Y, sin embargo, la respuesta a su pregunta permanecía, completamente formada en mi mente, ansiosa por ser revelada. Dado que Substack parece un buen lugar para desahogarme, aquí va: El libro de Harari no solo me molestó, sino que todos los comentarios críticos que veo en línea son meras sutilezas (como “simplifica un poco esto” o “exagera su afirmación”), en lugar de señalar los errores evidentes en su planteamiento. Además, muchas personas que han leído el libro de Harari también han leído la obra de Joseph Henrich y, sin embargo, no parecen darse cuenta de que la teoría que Harari defiende es exactamente lo opuesto a la de Henrich. Parte del problema radica en que a los lectores les cuesta discernir la estructura de estas teorías, porque no entienden con precisión qué intentan explicar. Las tratan más como relatos que como hipótesis científicas. Por lo tanto, es útil comenzar con una comprensión básica de cuáles son los objetivos explicativos de una teoría de la evolución humana.
Los seres humanos poseemos cuatro cualidades distintivas (rasgos, capacidades, comportamientos, etc.) que nos diferencian notablemente de otros animales. Estas cualidades son bastante evidentes, pero lamentablemente existe toda una corriente de pedantería académica que cuestiona los elementos de la lista, argumentando que “otros animales también hacen eso”, dado que existen capacidades similares en otros animales. *
Por ello, en la lista que figura a continuación, he añadido las precisiones necesarias para refutar estas objeciones y destacar lo que nos distingue de manera absoluta.
- Inteligencia. Los humanos poseen una inteligencia superior, no solo con respecto a las tareas instrumentales, sino también en la capacidad de participar en el razonamiento matemático, hipotético/contrafactual y lógico.
- Lenguaje. Los humanos emplean un habla gramatical compleja, con diferenciación proposicional que proporciona una representación de estados de cosas independiente del contexto.

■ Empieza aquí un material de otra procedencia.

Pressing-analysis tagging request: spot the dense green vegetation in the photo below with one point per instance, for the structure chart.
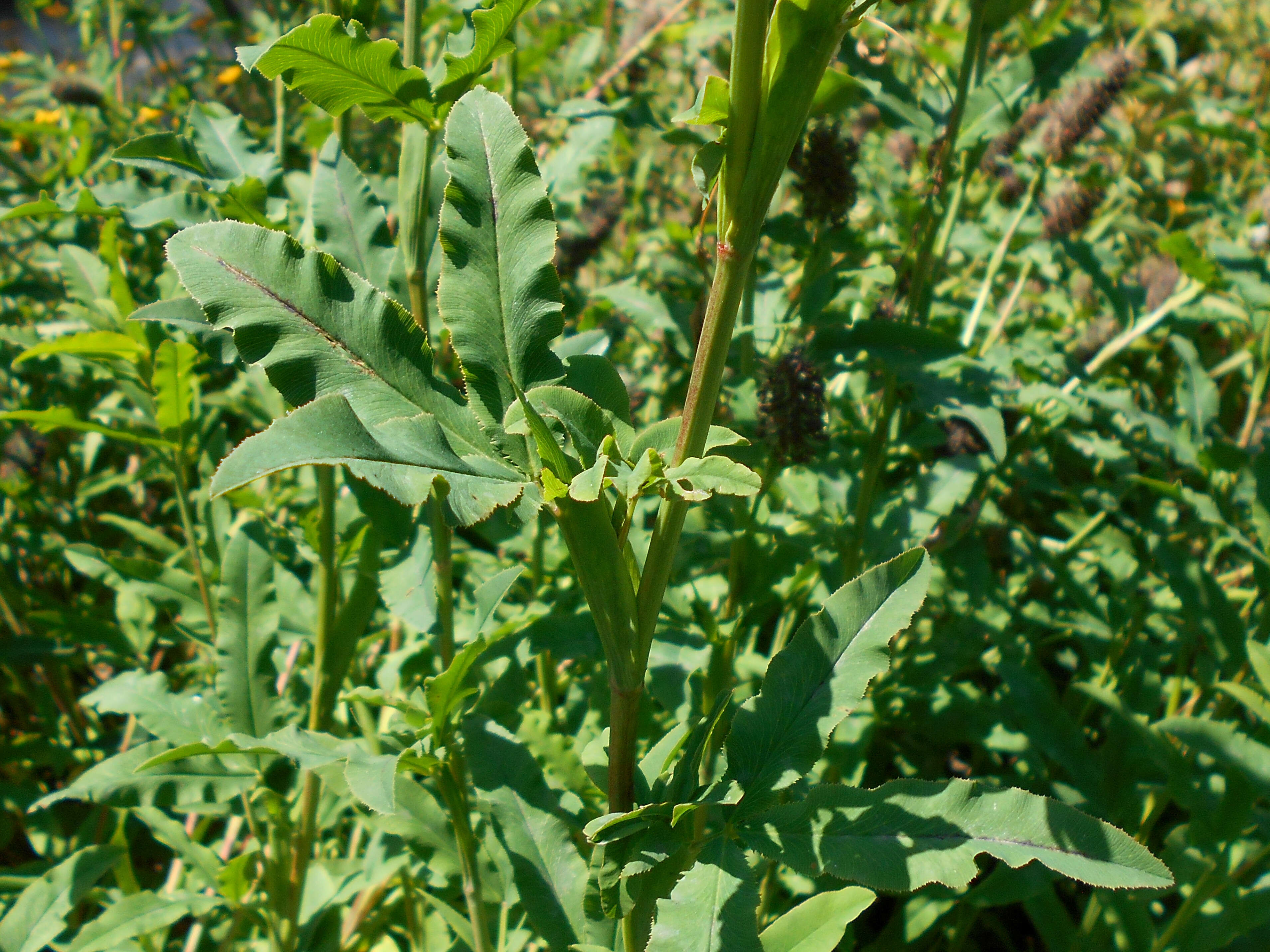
(373, 577)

- Cooperación. Los seres humanos exhiben una forma distintiva de ultrasocialidad, que implica una cooperación compleja entre grandes grupos de individuos genéticamente no emparentados.
- Cultura. Los seres humanos participan en la transmisión general de comportamientos aprendidos, produciendo un amplio conjunto de artefactos culturales y conocimientos que muestran una mejora acumulativa con el tiempo.
Lo que hace que el campo de la teoría de la evolución humana sea tan interesante en la actualidad es que, en el fondo, realmente no sabemos cómo evolucionaron estas capacidades. En algún nivel debieron ser adaptativas, pero nadie comprende con precisión por qué o cómo lo fueron. Por otro lado, sabemos mucho sobre cómo no pudieron haber evolucionado, debido a la gran cantidad de teorías erróneas que se han propuesto a lo largo de los años y que no han resistido un análisis riguroso. Por lo general, comienzan como teorías especulativas, hasta que alguien propone un modelo de cómo podría haber evolucionado, y alguien acepta el reto, empieza a construir un modelo… y luego se da cuenta de que no pudo haber evolucionado de esa manera. De hecho, ha resultado tan difícil elaborar un modelo evolutivo que pueda explicar de forma plausible cualquiera de los elementos de la lista anterior que la modelización formal ha sido el campo de investigación más interesante durante las últimas décadas.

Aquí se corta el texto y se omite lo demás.